2. Linear guide for transmitting torques between a tubular housing (2) rotatable about its longitudinal axis and a shaft (1) axially displaceably mounted therein via rolling elements, characterized in that in the tubular housing (2) several surrounding the shaft (1) Radial needle roller bearings (18, 22) are arranged in two radial planes at an axial distance from one another, the radial needle roller bearings (18, 22) each having two races or running disks and a rolling element set in between in the area of a radial bearing plane of which a running disk is completed to form a needle bushing (17, 21) and held in the housing (2), the central axis (11) of the needle bushing (17, 21) being offset with respect to a normal (12) of the shaft Longitudinal axis is displaced parallel or inclined, and of which the other running disk (6) of the needle bearing (18, 22) is dome-shaped and with its convex dome surface (9) is supported on the shaft (1) in a surface region (4) thereof and is provided with a bearing journal (20) , which is surrounded by the needle bushing (17, 21) and rolling elements arranged therein and designed as needles.

3. Linear guide according to claim 1 or 2, characterized in that the bush (7, 14) of the axial roller bearing (3, 13) or the needle bush (17, 21) of the needle bearing (18, 22) each in a continuous radial

Bore (5) of the housing (2) is pressed.

4. Linear guide according to claim 1 or 2, characterized in that the shaft (1) is a steering column spindle, which as a polygonal shaft with a triangular, quadrangular, square or polygonal cross section

Basic shape is formed, a surface area (4) with a concave surface being worked in between each of two longitudinal edges that follow one another in the circumferential direction.

5. Linear guide according to claim 1, characterized in that the axial rolling bearing (3) is designed as a ball bearing.

6. Linear guide according to claim 2, characterized in that an inwardly convex wart-shaped bulge (23) is arranged on the bottom of the needle sleeve (21), on which the bearing journal (20) is supported with its outer end face.

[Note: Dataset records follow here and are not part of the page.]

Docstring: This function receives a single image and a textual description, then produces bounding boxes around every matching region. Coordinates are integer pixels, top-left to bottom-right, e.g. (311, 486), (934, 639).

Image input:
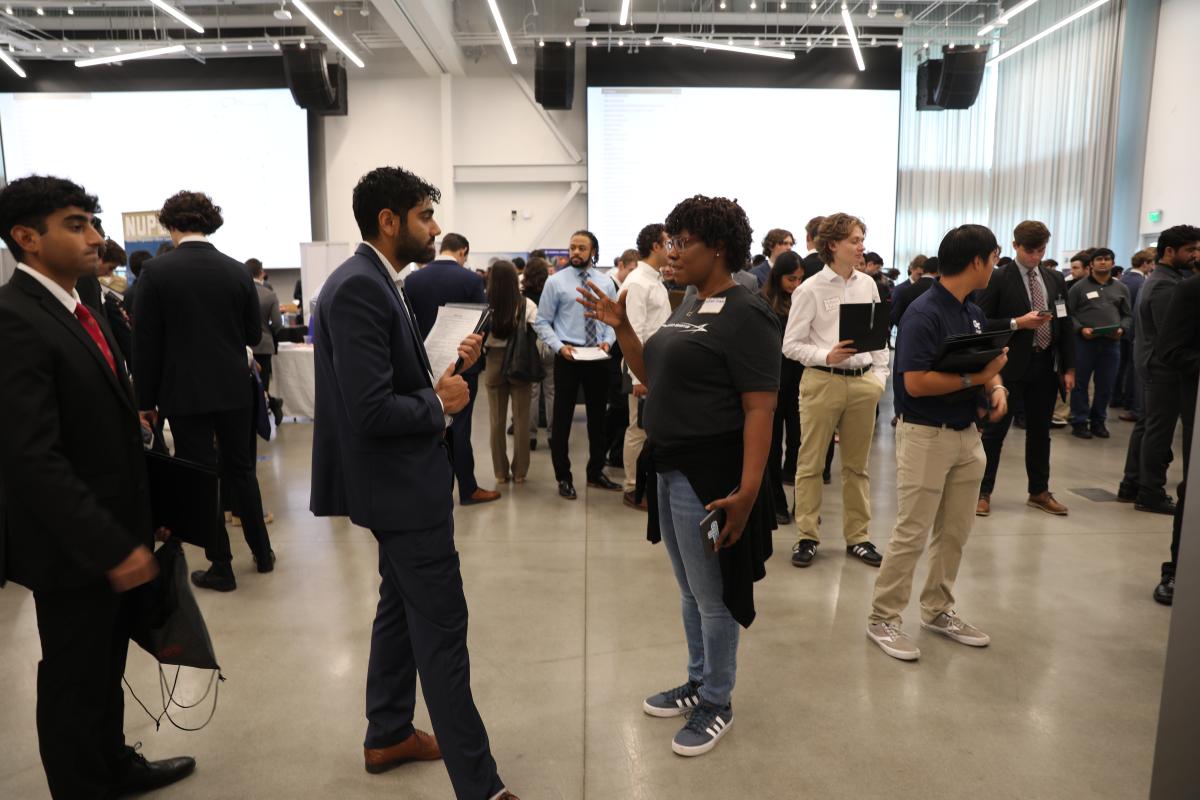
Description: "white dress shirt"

(784, 265), (889, 386)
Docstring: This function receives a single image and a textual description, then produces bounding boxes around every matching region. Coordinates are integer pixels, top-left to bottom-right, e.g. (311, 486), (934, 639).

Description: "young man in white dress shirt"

(784, 213), (888, 567)
(622, 223), (671, 511)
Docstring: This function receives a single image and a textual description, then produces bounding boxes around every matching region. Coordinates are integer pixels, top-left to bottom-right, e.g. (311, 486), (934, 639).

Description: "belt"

(810, 366), (871, 378)
(900, 414), (974, 431)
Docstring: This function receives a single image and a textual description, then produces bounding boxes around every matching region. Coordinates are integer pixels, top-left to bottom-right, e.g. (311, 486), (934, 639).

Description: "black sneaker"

(792, 539), (817, 566)
(846, 542), (883, 566)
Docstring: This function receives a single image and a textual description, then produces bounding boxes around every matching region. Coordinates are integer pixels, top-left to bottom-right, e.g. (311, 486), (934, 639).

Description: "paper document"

(571, 348), (610, 361)
(425, 303), (487, 379)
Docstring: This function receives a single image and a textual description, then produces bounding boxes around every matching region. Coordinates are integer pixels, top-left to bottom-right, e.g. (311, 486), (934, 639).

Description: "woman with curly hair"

(580, 196), (780, 756)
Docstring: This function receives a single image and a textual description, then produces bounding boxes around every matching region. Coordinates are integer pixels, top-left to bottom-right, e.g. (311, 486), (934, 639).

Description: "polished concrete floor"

(0, 388), (1178, 800)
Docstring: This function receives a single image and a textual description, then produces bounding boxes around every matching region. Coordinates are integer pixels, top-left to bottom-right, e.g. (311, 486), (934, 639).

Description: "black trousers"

(550, 355), (610, 482)
(170, 405), (271, 570)
(364, 517), (504, 800)
(979, 351), (1060, 495)
(34, 581), (137, 800)
(450, 372), (479, 500)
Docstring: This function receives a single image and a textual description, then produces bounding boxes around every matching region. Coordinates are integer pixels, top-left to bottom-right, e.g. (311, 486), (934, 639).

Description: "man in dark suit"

(0, 176), (196, 800)
(310, 167), (515, 800)
(976, 219), (1075, 517)
(404, 234), (500, 505)
(133, 192), (275, 591)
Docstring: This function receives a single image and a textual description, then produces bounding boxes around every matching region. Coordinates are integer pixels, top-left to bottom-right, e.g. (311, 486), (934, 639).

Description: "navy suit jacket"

(308, 245), (453, 530)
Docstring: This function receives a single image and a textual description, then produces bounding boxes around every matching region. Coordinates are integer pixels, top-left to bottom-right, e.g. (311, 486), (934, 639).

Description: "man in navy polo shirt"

(866, 225), (1008, 661)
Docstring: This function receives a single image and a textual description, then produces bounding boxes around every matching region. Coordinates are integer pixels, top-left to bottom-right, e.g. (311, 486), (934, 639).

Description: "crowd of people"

(0, 167), (1200, 800)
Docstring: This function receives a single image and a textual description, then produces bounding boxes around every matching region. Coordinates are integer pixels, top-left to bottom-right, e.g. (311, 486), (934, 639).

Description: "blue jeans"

(659, 471), (740, 706)
(1070, 333), (1121, 426)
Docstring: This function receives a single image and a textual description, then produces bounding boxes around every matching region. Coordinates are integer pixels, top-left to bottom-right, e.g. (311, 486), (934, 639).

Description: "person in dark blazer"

(133, 192), (275, 591)
(0, 176), (196, 800)
(310, 167), (515, 800)
(404, 234), (500, 505)
(976, 219), (1075, 517)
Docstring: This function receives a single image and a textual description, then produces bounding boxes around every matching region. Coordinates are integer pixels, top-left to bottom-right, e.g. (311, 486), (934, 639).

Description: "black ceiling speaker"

(282, 43), (349, 116)
(934, 48), (988, 108)
(917, 59), (942, 112)
(533, 42), (575, 112)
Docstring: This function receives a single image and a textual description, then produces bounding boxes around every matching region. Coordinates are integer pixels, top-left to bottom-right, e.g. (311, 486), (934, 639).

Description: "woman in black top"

(580, 196), (781, 756)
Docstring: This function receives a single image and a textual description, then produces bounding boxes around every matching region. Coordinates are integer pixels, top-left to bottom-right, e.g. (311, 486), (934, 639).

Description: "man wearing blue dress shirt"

(534, 230), (620, 500)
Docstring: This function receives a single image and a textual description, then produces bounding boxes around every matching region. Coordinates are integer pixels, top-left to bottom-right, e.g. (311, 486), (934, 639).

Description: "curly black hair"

(352, 167), (442, 240)
(158, 191), (224, 236)
(666, 194), (754, 273)
(0, 175), (100, 261)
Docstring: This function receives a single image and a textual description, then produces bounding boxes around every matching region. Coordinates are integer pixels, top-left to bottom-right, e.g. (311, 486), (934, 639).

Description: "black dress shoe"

(1154, 575), (1175, 606)
(192, 567), (238, 591)
(588, 473), (625, 492)
(116, 753), (196, 796)
(1133, 495), (1175, 515)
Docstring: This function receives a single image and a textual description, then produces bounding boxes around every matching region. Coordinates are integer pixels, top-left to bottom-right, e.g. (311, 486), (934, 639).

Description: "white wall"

(1140, 0), (1200, 241)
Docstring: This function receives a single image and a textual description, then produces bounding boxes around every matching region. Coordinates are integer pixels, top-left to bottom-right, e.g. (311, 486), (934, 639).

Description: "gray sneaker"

(671, 703), (733, 756)
(866, 622), (920, 661)
(920, 610), (991, 648)
(642, 680), (700, 717)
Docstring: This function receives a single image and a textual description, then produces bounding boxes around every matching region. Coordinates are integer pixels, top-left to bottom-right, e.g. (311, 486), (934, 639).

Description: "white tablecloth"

(271, 344), (317, 417)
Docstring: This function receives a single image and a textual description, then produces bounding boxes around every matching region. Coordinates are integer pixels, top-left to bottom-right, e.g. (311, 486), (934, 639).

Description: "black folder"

(838, 300), (892, 353)
(934, 331), (1013, 374)
(146, 451), (223, 547)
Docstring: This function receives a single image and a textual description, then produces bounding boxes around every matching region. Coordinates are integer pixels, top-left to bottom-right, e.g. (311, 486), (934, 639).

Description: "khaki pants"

(796, 368), (883, 546)
(870, 421), (986, 625)
(484, 348), (530, 483)
(623, 395), (646, 492)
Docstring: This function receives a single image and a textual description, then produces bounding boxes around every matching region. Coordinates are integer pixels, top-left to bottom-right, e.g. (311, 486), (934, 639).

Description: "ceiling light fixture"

(150, 0), (204, 34)
(487, 0), (517, 65)
(976, 0), (1038, 36)
(0, 50), (25, 78)
(662, 36), (796, 61)
(292, 0), (364, 70)
(76, 44), (187, 67)
(988, 0), (1109, 67)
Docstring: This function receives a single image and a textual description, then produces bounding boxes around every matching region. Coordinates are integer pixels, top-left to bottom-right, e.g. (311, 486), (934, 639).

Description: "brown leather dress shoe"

(1028, 492), (1067, 517)
(976, 494), (991, 517)
(362, 730), (442, 775)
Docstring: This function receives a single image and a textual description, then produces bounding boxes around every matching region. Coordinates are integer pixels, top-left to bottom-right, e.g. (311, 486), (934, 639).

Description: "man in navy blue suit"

(310, 167), (516, 800)
(404, 234), (500, 505)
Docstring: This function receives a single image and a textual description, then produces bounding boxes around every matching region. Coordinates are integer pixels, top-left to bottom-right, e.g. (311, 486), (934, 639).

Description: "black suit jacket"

(0, 272), (154, 591)
(979, 261), (1075, 383)
(309, 245), (453, 530)
(133, 241), (263, 416)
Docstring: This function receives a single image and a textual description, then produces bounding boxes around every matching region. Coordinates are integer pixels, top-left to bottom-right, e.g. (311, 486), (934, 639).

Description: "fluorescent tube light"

(0, 50), (25, 78)
(976, 0), (1038, 36)
(988, 0), (1109, 67)
(150, 0), (204, 34)
(487, 0), (517, 65)
(662, 36), (796, 61)
(76, 44), (187, 67)
(841, 6), (866, 72)
(292, 0), (366, 70)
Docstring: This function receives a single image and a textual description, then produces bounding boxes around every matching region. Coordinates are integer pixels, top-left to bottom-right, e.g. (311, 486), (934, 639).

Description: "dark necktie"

(1025, 267), (1050, 350)
(76, 302), (116, 375)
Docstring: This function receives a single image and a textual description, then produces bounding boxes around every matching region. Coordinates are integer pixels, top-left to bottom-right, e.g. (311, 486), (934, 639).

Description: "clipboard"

(838, 300), (892, 353)
(145, 451), (223, 547)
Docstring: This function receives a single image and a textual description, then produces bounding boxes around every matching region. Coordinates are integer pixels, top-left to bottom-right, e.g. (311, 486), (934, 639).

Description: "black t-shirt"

(642, 285), (782, 447)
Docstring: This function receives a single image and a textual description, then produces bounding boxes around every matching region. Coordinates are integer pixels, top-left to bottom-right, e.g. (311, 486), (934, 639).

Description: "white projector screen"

(588, 86), (900, 269)
(0, 89), (312, 269)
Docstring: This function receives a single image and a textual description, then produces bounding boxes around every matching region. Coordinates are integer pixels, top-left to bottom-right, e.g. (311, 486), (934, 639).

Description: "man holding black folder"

(866, 225), (1008, 661)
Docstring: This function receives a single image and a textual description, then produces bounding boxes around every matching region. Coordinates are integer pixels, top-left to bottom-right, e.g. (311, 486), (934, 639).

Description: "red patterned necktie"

(1025, 267), (1050, 350)
(76, 302), (116, 375)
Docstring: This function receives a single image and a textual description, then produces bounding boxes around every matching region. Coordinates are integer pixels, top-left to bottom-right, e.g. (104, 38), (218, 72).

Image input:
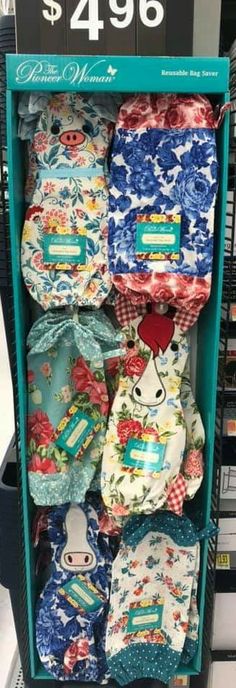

7. Linear guide according to claim 2, characterized in that a roller body set (19) of an axial roller bearing is arranged between the bottom of the needle bush (17) and the outer end face of the bearing pin (20).

8. Linear guide according to claim 1, characterized in that in the axial rolling bearing (13) is provided with a raceway for rolling elements bearing disc (16) by means of a spring element, for example a rubber ring (15) is supported.

9. Linear guide according to claim 2, characterized in that with respect to the central axis (11) of the needle bush (21) instead of an arrangement displaced parallel by the offset, an arrangement inclined by an angle α to the normal (12) of the shaft longitudinal axis is provided is.